I thought of Marvin the Robot, in The Hitchhiker’s Guide to the Galaxy. His signature line was “I’m so depressed.” Marvin had an astronomically high IQ but he had to serve the petty needs of retarded organisms.

The age of the couple in question, I put at nearing 50, because they both looked so worn out and so indifferent to their personal appearance. It was if they were made out of soggy cardboard on which drab colors had been painted to suggest hoodie, cargo pants, and sweat shirt. I cannot claim to be either handsome or a slick dresser, but I don’t think it is too much to ask of my fellow bourgeois and bourgeoises that they gussy themselves up high enough so as not to be disgusting. My friend Navrozov wrote eloquently on this topic a few days ago, but, then, Andre has been rich and fashionable, while I am insufferably middle class.

My wife, however, who has a much better sense of these things, declared them to be in their mid 30’s, because they were talking of what they wanted to do before they had a child. This was still more depressing: They were going to reproduce. I am so depressed.

They were depressed, too, because, as the sour-faced and skeletal He explained to the bloated clerical faced She, they had ended up wasting an entire half hour on lunch.

My wife and I had decided to waste an hour and a half at this overpriced tourist trap, because, A, it was in the sun and the temperature was only 64, and B, we had just spent nearly four hours wandering around two beautiful churches, San Fermo and San Zeno, and since I refuse to spend good Institute money on going into the Roman Arena to see what I used to see for free, we got a table just across from the Arena and drank overpriced cheap wine and split a mediocre pizza and a less than acceptable Insalata Caprese. Since we knew what we would get anywhere in the world in sight of a tourist destination, we were pleasantly surprised the pizza was edible—though, please believe me, never eat a pizza in the Po Valley, if you can avoid it. It is not that they do not know how in theory such a thing might be made, but, rather, that they have no idea of what pizza is supposed to taste like. To them, it is a thinner focaccia with bland cheese, “salsiccia dolce” (here sweet means flavorless), and meaty mushrooms. They were more tasty than champignons, but just barely. Still, as a generic food product, it was more edible than most of my lunches back home, and even an hour later the overly sweet prosecco—almost a litre—has not given me a headache. “When in the chronicle of wasted time, I see descriptions of the fairest wights, and beauty making beautiful old rhyme…”

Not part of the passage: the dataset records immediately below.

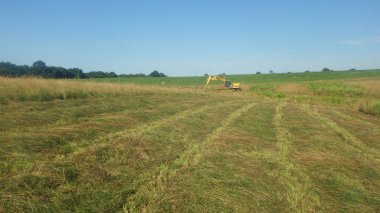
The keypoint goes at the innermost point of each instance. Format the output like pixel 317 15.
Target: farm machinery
pixel 228 84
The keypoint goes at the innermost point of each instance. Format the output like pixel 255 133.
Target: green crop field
pixel 307 142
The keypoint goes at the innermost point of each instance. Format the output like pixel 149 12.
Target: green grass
pixel 247 78
pixel 274 147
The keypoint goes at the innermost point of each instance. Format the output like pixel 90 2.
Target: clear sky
pixel 189 37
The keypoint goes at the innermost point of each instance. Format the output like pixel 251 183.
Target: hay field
pixel 72 146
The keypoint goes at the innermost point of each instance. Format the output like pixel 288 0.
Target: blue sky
pixel 182 38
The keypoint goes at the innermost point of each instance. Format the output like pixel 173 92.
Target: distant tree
pixel 39 64
pixel 155 73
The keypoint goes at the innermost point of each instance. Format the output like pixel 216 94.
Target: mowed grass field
pixel 277 146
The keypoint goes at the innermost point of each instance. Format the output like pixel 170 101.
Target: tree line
pixel 40 69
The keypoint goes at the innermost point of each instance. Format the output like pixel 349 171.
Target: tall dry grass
pixel 37 89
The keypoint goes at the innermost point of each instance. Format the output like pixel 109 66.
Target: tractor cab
pixel 228 83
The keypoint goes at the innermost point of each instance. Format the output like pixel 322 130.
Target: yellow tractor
pixel 228 84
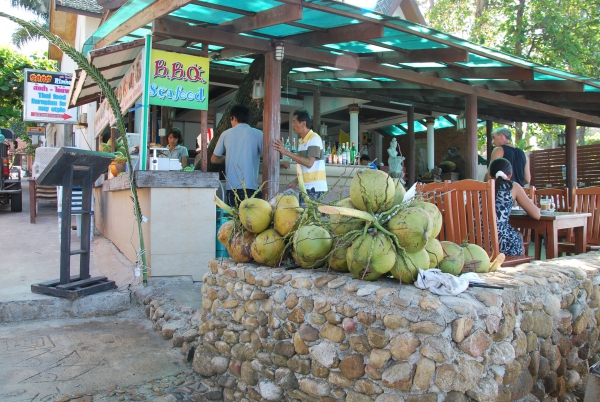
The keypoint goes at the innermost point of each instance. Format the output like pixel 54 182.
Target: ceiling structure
pixel 346 52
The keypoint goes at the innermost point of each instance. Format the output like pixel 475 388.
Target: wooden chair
pixel 437 193
pixel 474 207
pixel 585 200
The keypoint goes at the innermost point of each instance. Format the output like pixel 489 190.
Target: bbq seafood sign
pixel 178 80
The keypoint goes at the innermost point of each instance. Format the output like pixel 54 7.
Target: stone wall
pixel 271 334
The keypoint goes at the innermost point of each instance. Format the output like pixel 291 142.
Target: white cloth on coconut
pixel 440 283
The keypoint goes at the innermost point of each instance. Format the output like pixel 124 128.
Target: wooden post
pixel 204 125
pixel 316 112
pixel 471 132
pixel 489 127
pixel 410 153
pixel 571 151
pixel 271 125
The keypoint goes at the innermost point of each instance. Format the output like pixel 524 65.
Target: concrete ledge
pixel 100 304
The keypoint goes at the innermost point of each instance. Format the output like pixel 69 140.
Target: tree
pixel 12 65
pixel 41 9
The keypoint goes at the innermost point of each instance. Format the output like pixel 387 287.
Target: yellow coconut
pixel 435 251
pixel 413 228
pixel 267 248
pixel 255 214
pixel 375 186
pixel 239 248
pixel 374 253
pixel 341 224
pixel 225 232
pixel 311 245
pixel 454 258
pixel 434 214
pixel 406 269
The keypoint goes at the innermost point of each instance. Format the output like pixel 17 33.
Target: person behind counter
pixel 310 155
pixel 175 149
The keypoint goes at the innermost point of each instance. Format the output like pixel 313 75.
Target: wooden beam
pixel 457 73
pixel 471 133
pixel 353 32
pixel 263 19
pixel 571 153
pixel 440 55
pixel 156 10
pixel 271 125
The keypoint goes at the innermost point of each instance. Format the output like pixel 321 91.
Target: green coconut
pixel 373 185
pixel 406 269
pixel 287 214
pixel 225 232
pixel 454 258
pixel 435 251
pixel 311 245
pixel 239 247
pixel 413 228
pixel 267 248
pixel 341 224
pixel 255 214
pixel 381 250
pixel 434 214
pixel 476 259
pixel 337 259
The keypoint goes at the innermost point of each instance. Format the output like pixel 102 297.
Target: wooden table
pixel 549 225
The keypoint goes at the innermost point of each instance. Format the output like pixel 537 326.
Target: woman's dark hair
pixel 302 115
pixel 241 113
pixel 176 133
pixel 500 165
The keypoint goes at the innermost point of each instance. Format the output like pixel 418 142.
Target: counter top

Wasting time, I explained to my dear wife, is one of my ways of postponing some of the ravages of old age. But wasting time is not the same as doing nothing. There was a character in Joseph Heller’s Catch 22, who deliberately avoided excitement and cultivated boredom, because when you are bored, time passes more slowly, and hence, he reasoned, a bored man addicted to tedium might live almost forever. No, what one has to avoid is the deadening routine of work—including household chores and yard work—that turns us into automata who cannot extract a particle of pleasure from the passing scene. I think of the tedious old fool Kant, who was so regular in his habits that people set their clocks by him. Smaller wonder that a dead man produced a “philosophy” that has deadened the moral imagination of everyone who has embraced it. No lover of Nietzsche, I should still prefer to live among his imagined amoral strong men than among Kant’s academic disciples whose only weapons are hypocrisy, envy, and dullness.

The fallacy of Heller’s character’s line of argument is that we do not typically envy the slug, even if it were to live a thousand years. In fact, it is the moments of great joy or fear or anger or sorrow that we feel most alive.

Another way to postpone senility is refusing to worry about anything but travel plans. I hate travel because the entire “industry” is a conspiracy of dunces to humiliate, while inconveniencing the traveler. But in everything else, my motto is borrowed from Alfred E. Newman: “What, me worry?”